Much like Black, Burnham’s musical interests range across the American landscape. While the Freight concert centers on his original songs from California Skies, tunes he’s been performing and meaning to record for years, Burnham’srepertoire also encompasses classic Western swing numbers, country tunes, blues and jazz standards.

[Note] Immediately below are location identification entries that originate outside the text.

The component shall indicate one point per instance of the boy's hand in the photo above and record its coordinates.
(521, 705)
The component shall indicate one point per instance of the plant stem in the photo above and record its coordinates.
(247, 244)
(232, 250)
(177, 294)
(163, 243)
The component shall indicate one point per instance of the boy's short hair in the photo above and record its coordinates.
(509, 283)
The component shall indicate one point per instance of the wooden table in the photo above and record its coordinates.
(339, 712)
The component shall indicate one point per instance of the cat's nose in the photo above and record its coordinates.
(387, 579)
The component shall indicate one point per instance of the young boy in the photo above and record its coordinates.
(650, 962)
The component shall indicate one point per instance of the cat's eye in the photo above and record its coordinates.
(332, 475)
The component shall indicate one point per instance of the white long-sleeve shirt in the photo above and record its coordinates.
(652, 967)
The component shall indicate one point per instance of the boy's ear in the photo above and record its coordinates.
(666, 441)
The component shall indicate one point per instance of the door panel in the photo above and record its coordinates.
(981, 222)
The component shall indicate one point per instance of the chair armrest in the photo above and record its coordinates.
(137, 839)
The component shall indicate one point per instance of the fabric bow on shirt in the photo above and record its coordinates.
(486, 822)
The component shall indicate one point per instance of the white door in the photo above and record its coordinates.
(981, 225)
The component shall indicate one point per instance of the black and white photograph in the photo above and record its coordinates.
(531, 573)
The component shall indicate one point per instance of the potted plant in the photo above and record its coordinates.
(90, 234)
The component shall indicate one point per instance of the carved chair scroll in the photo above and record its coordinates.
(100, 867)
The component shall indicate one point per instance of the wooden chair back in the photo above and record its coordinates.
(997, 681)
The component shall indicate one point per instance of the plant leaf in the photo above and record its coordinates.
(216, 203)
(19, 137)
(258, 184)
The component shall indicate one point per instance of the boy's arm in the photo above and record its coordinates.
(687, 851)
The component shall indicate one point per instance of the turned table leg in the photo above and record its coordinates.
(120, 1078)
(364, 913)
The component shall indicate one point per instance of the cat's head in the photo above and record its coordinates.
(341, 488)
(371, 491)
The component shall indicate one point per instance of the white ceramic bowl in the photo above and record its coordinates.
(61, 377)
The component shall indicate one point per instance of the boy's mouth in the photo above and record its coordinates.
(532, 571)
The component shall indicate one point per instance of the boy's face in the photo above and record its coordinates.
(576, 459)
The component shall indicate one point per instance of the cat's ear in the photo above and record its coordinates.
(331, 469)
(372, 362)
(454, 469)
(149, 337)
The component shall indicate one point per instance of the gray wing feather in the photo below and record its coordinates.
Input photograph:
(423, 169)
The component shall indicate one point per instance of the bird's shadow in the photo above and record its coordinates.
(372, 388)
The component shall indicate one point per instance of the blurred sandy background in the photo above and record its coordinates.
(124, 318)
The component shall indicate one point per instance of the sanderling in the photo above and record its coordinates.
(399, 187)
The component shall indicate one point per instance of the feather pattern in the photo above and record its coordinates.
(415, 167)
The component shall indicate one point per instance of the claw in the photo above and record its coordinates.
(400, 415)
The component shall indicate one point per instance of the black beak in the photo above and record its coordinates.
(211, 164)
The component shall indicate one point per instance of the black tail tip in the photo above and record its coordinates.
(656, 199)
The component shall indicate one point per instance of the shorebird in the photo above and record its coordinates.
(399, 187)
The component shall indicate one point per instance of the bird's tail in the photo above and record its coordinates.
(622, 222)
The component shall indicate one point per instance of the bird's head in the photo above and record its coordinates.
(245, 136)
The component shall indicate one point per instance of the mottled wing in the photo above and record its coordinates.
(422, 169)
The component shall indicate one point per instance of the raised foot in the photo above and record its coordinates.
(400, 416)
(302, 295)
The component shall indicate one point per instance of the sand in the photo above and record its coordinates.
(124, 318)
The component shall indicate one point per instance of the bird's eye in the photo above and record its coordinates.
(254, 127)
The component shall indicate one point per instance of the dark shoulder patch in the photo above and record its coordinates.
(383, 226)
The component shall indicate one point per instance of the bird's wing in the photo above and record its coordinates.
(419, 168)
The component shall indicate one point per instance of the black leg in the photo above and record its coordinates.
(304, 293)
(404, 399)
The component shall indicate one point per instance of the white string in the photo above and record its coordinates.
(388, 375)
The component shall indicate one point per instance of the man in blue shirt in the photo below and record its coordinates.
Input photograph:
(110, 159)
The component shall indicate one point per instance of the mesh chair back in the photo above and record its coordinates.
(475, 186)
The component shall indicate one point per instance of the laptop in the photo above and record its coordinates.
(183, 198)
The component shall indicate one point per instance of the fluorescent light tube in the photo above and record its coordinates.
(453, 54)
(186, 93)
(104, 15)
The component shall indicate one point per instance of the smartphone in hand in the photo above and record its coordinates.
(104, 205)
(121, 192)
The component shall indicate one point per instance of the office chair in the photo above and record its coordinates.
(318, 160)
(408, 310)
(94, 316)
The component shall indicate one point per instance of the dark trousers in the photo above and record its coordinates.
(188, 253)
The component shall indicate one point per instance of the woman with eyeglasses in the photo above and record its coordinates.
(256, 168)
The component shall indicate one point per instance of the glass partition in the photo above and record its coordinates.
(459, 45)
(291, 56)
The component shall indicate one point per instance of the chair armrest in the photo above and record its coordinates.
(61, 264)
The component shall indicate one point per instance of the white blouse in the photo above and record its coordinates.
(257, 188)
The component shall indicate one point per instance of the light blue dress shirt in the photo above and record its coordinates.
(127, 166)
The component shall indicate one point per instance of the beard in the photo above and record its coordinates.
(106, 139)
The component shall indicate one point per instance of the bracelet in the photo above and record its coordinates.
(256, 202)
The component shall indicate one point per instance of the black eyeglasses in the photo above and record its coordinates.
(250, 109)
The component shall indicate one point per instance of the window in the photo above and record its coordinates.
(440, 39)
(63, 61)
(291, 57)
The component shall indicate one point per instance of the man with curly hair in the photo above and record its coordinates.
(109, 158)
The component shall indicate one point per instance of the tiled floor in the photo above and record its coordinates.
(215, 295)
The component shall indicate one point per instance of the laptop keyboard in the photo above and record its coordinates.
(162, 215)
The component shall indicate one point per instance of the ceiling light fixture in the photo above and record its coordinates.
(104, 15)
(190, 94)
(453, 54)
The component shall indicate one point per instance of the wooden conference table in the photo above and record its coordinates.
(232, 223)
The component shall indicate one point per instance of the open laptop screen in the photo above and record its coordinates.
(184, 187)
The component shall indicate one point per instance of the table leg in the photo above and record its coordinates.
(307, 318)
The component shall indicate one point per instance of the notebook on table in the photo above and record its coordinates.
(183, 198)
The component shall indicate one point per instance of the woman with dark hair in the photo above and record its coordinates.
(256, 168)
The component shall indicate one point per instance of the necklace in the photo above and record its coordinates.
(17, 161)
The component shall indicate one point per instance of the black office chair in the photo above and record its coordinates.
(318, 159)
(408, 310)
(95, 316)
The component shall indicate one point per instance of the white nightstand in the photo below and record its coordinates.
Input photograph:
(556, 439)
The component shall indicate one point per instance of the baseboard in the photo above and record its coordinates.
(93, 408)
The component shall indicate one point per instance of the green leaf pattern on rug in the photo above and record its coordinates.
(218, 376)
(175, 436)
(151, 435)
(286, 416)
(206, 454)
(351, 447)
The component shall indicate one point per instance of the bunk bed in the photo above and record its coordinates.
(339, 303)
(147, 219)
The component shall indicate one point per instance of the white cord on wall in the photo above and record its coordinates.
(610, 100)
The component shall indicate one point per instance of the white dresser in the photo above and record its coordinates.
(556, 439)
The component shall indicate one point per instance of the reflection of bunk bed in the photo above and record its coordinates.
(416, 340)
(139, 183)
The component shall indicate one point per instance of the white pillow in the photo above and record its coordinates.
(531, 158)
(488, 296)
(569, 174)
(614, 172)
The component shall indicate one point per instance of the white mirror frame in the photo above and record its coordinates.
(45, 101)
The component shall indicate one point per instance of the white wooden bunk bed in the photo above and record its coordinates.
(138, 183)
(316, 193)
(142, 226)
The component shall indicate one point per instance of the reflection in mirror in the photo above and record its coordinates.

In many ways, the set list tracks Burnham’s peripatetic musical journey, which started in the Griffiths Hall dorms at UC Berkeley when he borrowed a guitar owned by his roommate David Featherstone (who’s now a prominent photographer).
“David had the first Doc Watson record and some Joan Baez,” Burnham recalled. “I was interested in folk music and I’d look at this guitar. I started playing late, and right from the beginning people wanted to hear me sing. I don’t know why. But somehow it kind of worked.”
A two-year stint in the Army serving in South Korea took him off the scene in 1968, but when Burnham got back in 1970, he plunged in as a solo performer, spending the next decade playing coffee houses, folk clubs, bars, and joints. He picked up an affinity for the blues along the way, courtesy of Steve Mann, who’d wandered up to the Bay Area after making a name for himself on the L.A. studio scene as part of the Wrecking Crew (Burnham is compiling his far-flung tales in a musical memoir, Life Behind Guitars).
By the 1980s he was gravitating toward trad jazz, the pre-swing-era idiom that had reignited in 1940s San Francisco. Four decades later, many of the revivalists were still active, and Burnham combined his parallel passions. Since Western swing patriarch Bob Wills took inspiration from early jazz, Burnham had a strong model to follow.
He had led the trad-oriented New Century Jazz Band for a dozen years when the opportunity arose to bring a Western swing quartet into Paul's Saloon in San Francisco in 1984. Oakland string player Tony Marcus, a film buff, suggested the band’s name, playing on the similarity of Burnham’s name with Ray Milland’s alcoholic character Don Birnam in Billy Wilder's 1945 film Lost Weekend.
They weren’t the only Western swing outfit working regularly. “Jimmy Rivers had a regular gig at the 23 Club in Brisbane for years, and he was a hell of a guitarist,” said Marcus, who plays at the Freight with East Bay alt-country band Jill Rogers and Crying Time as part of a “California Country” triple bill June 26 with the Familiar Strangers and the Carolyn Sills Combo. “The scene in the South Bay kept going a lot longer. But Bobby Black was playing in a bar right in downtown Oakland.”
Burnham knew he needed an ace lap steel guitarist when he created Lost Weekend and he called on Black whenever he could. The combo turned into a full-scale Western swing outfit in 1991, when Randall Kline asked Burnham to produce a Bob Wills tribute at Bimbo’s 365 Club for the San Francisco Jazz Festival. He kept it working fairly regularly as a nine-to-11-piece band for the next quarter century.
Opportunities to get the old gang together were dwindling long before the advent of COVID. The economics of larger ensembles are daunting even in good times. If there’s one thing that’s stayed dependable and constant in Burnham’s career it’s the Freight, in every incarnation.
“When I got back to Berkeley in 1970, the Freight had only been open for about two years, and it was first place I ended up,” he said, referring to the original space, a converted used furniture store front at 1827 San Pablo Avenue. “I used to be the emcee at the hoots at the old Freight. I’ve played at all three clubs. It’s always been my home club and I’m so appreciative. You would have never thought this little hole in the wall would have turned into such an important institution.”